Wednesday, 12 August 2009

1987 Madonna: Who's That Girl

By mid 1987, Madonna was putting herself about a bit; albums, films, film soundtracks - she was certainly spreading herself very thinly. Fine when there's plenty to go round, but there wasn't. At least not on this single.

Taken from the eponymous movie, 'Who's That Girl' basically presents a re-run of the Latin tinged pop of 'La Isla Bonita' but with all the Spanish musical bells and whistles taken out. Shorn of this baggage, the tune is lighter and given more room to breathe, but there's very little in the way of song wrapped around it and there's only a much repeated chorus refrain of 'Who's That Girl' to put any semblance of meat on the bare bones,


Madonna chooses to sing this in a high and ghostly higher key while the verses themselves are delivered in a sultry low key, both of which are outside of her vocal comfort zone. The effect is to give the track an unfinished feel, as if it's a final demo waiting for the vocalist proper to add her parts.
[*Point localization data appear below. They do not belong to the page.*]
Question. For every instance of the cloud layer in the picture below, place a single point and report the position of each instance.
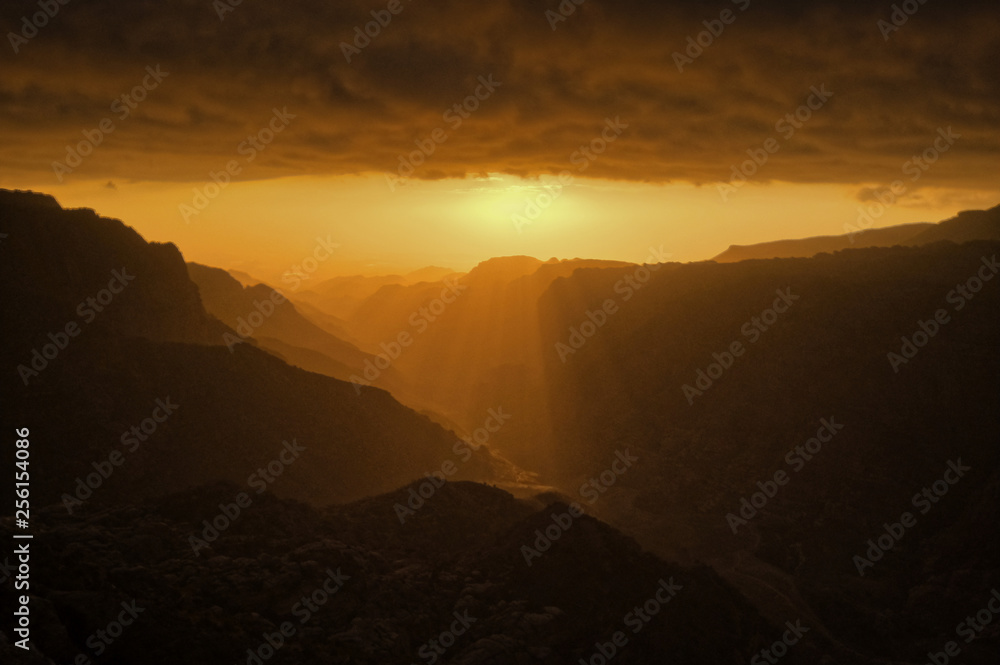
(892, 91)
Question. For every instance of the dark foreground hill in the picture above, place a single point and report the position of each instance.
(966, 226)
(128, 387)
(859, 382)
(353, 585)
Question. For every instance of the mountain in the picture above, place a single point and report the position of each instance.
(350, 584)
(281, 329)
(475, 345)
(108, 331)
(968, 225)
(807, 247)
(713, 425)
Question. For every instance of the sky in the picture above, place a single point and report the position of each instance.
(453, 132)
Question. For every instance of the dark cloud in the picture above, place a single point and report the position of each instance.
(606, 60)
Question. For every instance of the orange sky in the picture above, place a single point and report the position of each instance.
(481, 107)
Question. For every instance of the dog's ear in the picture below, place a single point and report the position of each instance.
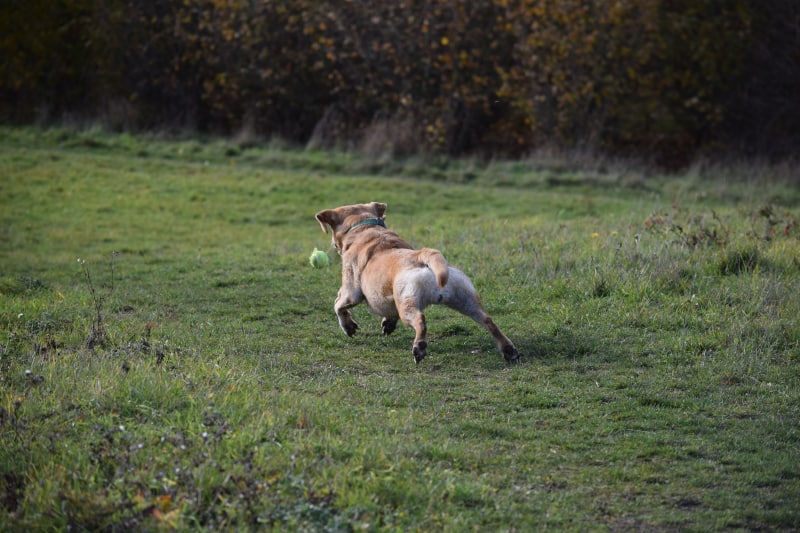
(327, 218)
(379, 209)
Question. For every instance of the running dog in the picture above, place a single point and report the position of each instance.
(396, 281)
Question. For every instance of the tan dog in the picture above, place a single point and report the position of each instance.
(396, 281)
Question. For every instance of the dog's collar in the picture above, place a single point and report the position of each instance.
(369, 221)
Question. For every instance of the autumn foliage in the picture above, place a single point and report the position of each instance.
(491, 76)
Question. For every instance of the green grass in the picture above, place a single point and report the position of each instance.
(657, 316)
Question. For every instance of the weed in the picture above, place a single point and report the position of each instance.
(98, 335)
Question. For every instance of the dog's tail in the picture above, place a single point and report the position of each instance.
(434, 260)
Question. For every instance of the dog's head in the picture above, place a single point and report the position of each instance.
(343, 219)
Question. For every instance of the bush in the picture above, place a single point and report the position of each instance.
(652, 76)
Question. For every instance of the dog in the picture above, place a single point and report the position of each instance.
(396, 281)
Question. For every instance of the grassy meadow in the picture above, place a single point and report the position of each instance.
(169, 359)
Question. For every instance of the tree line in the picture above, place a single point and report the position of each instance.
(663, 77)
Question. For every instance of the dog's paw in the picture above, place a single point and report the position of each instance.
(388, 325)
(351, 328)
(511, 354)
(419, 351)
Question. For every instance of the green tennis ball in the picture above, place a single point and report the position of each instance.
(319, 259)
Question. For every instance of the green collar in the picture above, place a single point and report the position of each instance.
(372, 221)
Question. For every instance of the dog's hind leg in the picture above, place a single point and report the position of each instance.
(344, 301)
(388, 325)
(413, 317)
(464, 298)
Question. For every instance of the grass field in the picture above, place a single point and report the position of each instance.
(169, 360)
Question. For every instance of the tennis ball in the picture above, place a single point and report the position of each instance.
(319, 259)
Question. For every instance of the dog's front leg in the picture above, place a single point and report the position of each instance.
(346, 299)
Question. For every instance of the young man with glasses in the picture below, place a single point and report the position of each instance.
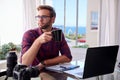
(38, 46)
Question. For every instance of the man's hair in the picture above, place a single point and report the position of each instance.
(47, 7)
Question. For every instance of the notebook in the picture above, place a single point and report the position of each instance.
(98, 61)
(62, 67)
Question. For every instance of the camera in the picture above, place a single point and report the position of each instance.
(19, 71)
(22, 72)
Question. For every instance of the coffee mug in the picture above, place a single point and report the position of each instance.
(57, 35)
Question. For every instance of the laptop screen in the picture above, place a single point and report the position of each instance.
(100, 60)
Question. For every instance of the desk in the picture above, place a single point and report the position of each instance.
(49, 75)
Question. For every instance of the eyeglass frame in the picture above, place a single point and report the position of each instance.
(42, 17)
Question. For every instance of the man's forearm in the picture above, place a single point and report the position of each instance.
(31, 53)
(59, 59)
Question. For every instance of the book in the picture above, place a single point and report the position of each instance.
(62, 67)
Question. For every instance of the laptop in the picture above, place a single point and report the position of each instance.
(98, 61)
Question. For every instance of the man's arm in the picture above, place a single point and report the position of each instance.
(56, 60)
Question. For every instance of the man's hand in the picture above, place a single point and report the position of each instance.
(45, 37)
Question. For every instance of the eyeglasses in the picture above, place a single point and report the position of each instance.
(42, 17)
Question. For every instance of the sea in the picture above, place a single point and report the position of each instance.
(72, 29)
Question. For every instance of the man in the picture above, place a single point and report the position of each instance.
(38, 46)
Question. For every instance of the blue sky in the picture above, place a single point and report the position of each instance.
(70, 12)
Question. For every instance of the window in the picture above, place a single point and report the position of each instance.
(71, 18)
(11, 21)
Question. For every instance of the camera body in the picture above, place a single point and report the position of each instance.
(19, 71)
(22, 72)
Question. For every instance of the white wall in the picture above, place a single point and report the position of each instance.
(92, 36)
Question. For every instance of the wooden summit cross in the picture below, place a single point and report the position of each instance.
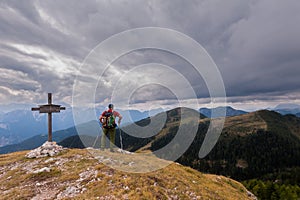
(49, 108)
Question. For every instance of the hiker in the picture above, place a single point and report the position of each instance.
(107, 119)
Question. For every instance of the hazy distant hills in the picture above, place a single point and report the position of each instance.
(219, 110)
(19, 125)
(251, 145)
(288, 109)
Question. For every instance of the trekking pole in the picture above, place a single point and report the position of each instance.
(121, 141)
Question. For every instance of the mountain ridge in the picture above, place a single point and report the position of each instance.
(57, 178)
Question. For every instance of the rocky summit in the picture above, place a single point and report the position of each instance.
(86, 174)
(47, 149)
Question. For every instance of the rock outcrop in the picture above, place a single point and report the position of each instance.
(47, 149)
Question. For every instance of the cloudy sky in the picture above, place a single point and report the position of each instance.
(44, 47)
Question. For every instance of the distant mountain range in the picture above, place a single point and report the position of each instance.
(219, 111)
(285, 109)
(19, 125)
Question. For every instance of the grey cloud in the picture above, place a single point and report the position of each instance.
(254, 43)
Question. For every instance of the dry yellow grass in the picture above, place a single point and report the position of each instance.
(94, 180)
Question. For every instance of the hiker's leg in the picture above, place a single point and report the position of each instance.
(112, 136)
(103, 137)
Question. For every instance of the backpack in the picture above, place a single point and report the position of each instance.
(109, 120)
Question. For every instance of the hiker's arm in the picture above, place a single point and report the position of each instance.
(101, 117)
(120, 118)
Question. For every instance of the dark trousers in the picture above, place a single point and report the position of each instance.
(112, 135)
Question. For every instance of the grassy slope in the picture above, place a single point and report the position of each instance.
(78, 168)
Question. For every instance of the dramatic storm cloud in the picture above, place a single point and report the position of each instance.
(255, 44)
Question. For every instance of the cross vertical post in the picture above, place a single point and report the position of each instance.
(49, 108)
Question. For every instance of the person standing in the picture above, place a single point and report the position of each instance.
(108, 121)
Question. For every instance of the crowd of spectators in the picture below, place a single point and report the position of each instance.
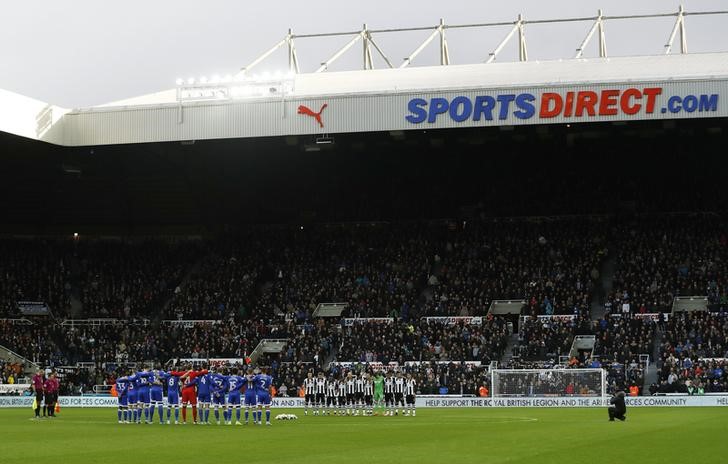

Adding the Spanish phrases 'Quien es esa niña, Señorita mas fina' into the chorus smacks of desperation, an attempt to win over the audience that bought into 'La Isla Bonita' and also to inject a little highbrow sticking plaster onto a lowbrow sucking chest wound, but it's effective as wrapping greasy chips in a copy of The Times and trying to pass them off as caviar.


'Who's That Girl' is presented without a question mark, maybe because the question here isn't so much 'Who's That Girl?' but 'Where's The Song?' We all know who the girl is, it's Madonna, and had it been anyone else at the helm then this thinly sliced piece of inconsequential confection would have struggled to make the top fifty, let alone number one.